1. After-sales compensation terms for magnet manufacturer

The following terms and conditions shall apply to any and all after-sales compensation claims made by customers of magnet manufacturer (hereinafter referred to as “the Company”).

2. Definitions

For the purpose of these terms and conditions, the following definitions shall apply:

a. “Claim” shall mean any claim for compensation made by a customer of the Company in respect of any defect in the quality or performance of any magnet supplied by the Company.

b. “Compensation” shall mean any payment or other form of compensation made by the Company to a customer in respect of a Claim.

3. Eligibility

In order to be eligible for Compensation, a customer must:

a. Have purchased the magnet from the Company;

b. Have made a Claim within 30 days of the date of purchase;

c. Have provided the Company with proof of purchase;

d. Have provided the Company with a detailed description of the defect;

e. Have provided the Company with a photograph or video of the defect;

f. Have provided the Company with a written statement of the customer’s expectations of the magnet;

g. Have provided the Company with a written statement of the customer’s proposed remedy for the defect;

h. Have provided the Company with a written statement of the customer’s proposed compensation for the defect.

4. Amount of Compensation

The amount of Compensation payable by the Company shall be determined at the Company’s sole discretion and shall be based on the nature and extent of the defect and the customer’s proposed remedy and compensation.

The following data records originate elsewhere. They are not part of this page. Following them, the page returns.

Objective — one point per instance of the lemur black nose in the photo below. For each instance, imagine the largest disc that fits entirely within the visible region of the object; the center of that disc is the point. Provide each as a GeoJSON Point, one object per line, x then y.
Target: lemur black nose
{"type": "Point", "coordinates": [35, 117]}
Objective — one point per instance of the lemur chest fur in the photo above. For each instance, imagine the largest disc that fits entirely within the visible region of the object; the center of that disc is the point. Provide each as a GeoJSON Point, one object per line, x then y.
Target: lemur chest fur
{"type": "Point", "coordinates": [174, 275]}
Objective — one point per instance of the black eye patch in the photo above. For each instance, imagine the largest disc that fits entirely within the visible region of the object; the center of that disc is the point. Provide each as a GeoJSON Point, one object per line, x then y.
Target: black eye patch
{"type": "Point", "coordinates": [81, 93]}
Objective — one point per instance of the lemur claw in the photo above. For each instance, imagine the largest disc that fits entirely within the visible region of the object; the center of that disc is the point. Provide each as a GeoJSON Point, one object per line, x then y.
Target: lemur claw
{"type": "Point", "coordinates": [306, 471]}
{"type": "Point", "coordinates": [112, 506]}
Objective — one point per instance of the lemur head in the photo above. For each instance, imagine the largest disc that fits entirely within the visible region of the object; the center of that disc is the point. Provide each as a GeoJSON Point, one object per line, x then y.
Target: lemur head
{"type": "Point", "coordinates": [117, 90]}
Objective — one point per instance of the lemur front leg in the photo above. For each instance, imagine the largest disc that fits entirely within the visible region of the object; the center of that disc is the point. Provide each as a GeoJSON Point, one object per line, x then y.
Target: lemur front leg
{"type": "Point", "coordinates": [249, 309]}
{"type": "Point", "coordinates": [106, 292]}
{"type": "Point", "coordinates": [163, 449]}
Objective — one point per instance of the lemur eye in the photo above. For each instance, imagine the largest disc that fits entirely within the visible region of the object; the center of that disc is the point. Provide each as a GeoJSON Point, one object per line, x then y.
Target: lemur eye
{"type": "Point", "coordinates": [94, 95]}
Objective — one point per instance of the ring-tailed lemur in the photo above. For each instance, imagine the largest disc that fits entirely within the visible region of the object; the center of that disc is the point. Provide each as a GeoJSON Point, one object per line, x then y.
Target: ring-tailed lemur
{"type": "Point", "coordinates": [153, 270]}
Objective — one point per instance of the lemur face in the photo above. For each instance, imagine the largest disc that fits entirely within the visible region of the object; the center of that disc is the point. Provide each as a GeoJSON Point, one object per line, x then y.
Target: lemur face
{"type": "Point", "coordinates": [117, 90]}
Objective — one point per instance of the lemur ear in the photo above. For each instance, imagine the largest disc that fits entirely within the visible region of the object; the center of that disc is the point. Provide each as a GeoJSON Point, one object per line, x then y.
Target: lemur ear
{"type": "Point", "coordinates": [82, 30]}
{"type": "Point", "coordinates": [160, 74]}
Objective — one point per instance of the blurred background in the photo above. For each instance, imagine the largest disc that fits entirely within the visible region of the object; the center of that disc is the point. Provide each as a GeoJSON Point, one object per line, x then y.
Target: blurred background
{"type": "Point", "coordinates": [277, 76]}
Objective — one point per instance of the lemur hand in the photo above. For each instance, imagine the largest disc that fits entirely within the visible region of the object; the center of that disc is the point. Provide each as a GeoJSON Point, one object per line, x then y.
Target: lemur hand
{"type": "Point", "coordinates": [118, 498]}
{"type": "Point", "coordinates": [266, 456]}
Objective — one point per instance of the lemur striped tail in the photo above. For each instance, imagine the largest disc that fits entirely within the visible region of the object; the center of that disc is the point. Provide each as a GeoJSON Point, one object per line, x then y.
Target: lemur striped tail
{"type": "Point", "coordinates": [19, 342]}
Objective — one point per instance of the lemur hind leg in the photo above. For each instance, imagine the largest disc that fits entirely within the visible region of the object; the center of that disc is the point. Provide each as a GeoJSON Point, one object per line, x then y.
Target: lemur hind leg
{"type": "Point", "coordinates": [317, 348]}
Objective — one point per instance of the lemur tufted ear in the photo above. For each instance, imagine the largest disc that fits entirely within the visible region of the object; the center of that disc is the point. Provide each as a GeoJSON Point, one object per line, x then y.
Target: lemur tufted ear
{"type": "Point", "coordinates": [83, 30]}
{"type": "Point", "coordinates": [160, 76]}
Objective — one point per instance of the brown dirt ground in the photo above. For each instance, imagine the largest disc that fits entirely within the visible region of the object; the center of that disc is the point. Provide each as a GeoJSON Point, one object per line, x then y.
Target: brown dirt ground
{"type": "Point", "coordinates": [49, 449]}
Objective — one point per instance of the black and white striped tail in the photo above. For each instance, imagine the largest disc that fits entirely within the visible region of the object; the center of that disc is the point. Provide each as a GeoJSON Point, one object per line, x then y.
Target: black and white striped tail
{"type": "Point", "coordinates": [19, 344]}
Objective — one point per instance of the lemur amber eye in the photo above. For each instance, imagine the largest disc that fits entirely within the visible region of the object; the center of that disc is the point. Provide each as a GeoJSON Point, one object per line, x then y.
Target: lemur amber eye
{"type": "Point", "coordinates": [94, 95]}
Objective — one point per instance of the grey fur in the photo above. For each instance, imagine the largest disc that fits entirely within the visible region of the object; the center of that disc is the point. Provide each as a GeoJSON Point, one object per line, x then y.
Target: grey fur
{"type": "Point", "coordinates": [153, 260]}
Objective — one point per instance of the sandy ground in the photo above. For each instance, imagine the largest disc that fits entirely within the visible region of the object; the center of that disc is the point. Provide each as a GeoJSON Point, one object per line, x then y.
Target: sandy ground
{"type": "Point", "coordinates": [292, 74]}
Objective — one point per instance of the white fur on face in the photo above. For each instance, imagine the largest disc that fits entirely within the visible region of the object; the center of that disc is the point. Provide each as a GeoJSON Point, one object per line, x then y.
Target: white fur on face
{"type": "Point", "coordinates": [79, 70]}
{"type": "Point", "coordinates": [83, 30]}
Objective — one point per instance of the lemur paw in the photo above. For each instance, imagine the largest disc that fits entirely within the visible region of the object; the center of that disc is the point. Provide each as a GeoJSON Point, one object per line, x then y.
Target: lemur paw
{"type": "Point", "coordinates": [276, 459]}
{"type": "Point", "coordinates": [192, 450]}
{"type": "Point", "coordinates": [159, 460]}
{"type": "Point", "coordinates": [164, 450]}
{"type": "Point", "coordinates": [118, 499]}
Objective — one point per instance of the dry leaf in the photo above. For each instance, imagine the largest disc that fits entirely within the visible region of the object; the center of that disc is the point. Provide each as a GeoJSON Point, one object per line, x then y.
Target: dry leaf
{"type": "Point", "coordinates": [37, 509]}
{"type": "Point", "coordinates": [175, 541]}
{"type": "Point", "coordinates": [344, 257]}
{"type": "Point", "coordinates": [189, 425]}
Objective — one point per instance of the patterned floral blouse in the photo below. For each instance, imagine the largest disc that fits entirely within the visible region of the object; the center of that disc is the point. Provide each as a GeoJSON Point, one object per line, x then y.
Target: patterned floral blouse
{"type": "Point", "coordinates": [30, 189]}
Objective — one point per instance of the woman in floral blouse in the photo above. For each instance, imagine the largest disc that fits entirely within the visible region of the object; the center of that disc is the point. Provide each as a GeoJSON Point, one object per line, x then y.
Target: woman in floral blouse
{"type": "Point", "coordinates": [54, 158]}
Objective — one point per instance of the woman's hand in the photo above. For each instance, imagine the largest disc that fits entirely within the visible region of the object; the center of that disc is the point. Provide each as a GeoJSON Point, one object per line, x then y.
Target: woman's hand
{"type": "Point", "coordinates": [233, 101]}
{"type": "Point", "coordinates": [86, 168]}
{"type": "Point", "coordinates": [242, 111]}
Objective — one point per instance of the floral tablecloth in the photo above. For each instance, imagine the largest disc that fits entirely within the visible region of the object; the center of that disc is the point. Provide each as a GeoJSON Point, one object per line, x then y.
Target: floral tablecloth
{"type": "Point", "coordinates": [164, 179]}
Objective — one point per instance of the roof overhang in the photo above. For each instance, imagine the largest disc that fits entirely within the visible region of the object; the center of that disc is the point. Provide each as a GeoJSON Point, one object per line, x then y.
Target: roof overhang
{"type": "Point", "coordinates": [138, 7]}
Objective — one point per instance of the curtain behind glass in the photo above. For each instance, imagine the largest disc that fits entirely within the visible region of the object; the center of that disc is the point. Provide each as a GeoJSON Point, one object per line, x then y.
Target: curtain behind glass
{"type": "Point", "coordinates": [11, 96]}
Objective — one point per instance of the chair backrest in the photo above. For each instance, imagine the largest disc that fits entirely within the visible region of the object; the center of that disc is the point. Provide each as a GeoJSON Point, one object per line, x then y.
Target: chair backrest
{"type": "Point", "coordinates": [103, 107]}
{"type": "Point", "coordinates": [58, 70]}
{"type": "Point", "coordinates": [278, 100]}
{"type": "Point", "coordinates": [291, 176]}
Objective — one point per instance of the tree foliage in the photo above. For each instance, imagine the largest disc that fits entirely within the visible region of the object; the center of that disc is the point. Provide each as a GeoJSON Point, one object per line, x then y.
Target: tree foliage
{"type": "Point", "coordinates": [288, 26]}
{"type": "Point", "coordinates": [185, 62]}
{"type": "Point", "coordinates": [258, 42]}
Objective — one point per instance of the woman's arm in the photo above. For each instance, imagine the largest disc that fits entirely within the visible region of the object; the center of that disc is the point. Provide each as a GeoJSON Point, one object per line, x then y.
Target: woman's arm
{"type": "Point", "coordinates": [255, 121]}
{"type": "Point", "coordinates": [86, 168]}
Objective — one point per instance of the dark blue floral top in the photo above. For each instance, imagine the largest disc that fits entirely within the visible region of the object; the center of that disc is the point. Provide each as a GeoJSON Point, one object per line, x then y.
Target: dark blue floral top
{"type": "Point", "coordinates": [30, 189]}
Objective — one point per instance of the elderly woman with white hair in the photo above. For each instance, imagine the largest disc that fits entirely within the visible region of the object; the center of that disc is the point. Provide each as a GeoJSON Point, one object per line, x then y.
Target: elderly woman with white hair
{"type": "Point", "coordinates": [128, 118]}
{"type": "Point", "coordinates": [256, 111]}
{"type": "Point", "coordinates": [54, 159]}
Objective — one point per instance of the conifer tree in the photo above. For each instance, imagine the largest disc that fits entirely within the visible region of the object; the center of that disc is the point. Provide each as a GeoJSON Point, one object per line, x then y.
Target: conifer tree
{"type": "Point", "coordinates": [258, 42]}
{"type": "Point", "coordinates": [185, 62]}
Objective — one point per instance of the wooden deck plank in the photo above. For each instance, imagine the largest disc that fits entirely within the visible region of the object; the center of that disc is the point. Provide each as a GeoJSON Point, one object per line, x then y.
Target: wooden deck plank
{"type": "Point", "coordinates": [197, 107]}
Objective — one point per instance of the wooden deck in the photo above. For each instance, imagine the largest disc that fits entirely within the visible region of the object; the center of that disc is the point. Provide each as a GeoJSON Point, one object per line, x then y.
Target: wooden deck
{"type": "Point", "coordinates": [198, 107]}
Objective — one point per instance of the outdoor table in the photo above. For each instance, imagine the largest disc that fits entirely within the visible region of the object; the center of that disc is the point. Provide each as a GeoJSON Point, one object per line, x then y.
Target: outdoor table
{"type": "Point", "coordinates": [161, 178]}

5. Payment of Compensation

The Company shall pay the Compensation to the customer within 30 days of the date of the Claim.

6. Limitation of Liability

The Company shall not be liable for any indirect, special, incidental, consequential or punitive damages arising out of or in connection with any Claim or Compensation.

7. Governing Law

These terms and conditions shall be governed by and construed in accordance with the laws of the State of [State], and the parties hereby submit to the exclusive jurisdiction of the courts of the State of [State].

8. Severability

If any provision of these terms and conditions is held to be invalid or unenforceable, such provision shall be struck out and the remaining provisions shall remain in full force and effect.

9. Entire Agreement

These terms and conditions constitute the entire agreement between the parties with respect to the subject matter hereof and supersede all prior agreements, understandings and negotiations, both written and oral, between the parties with respect to the subject matter hereof.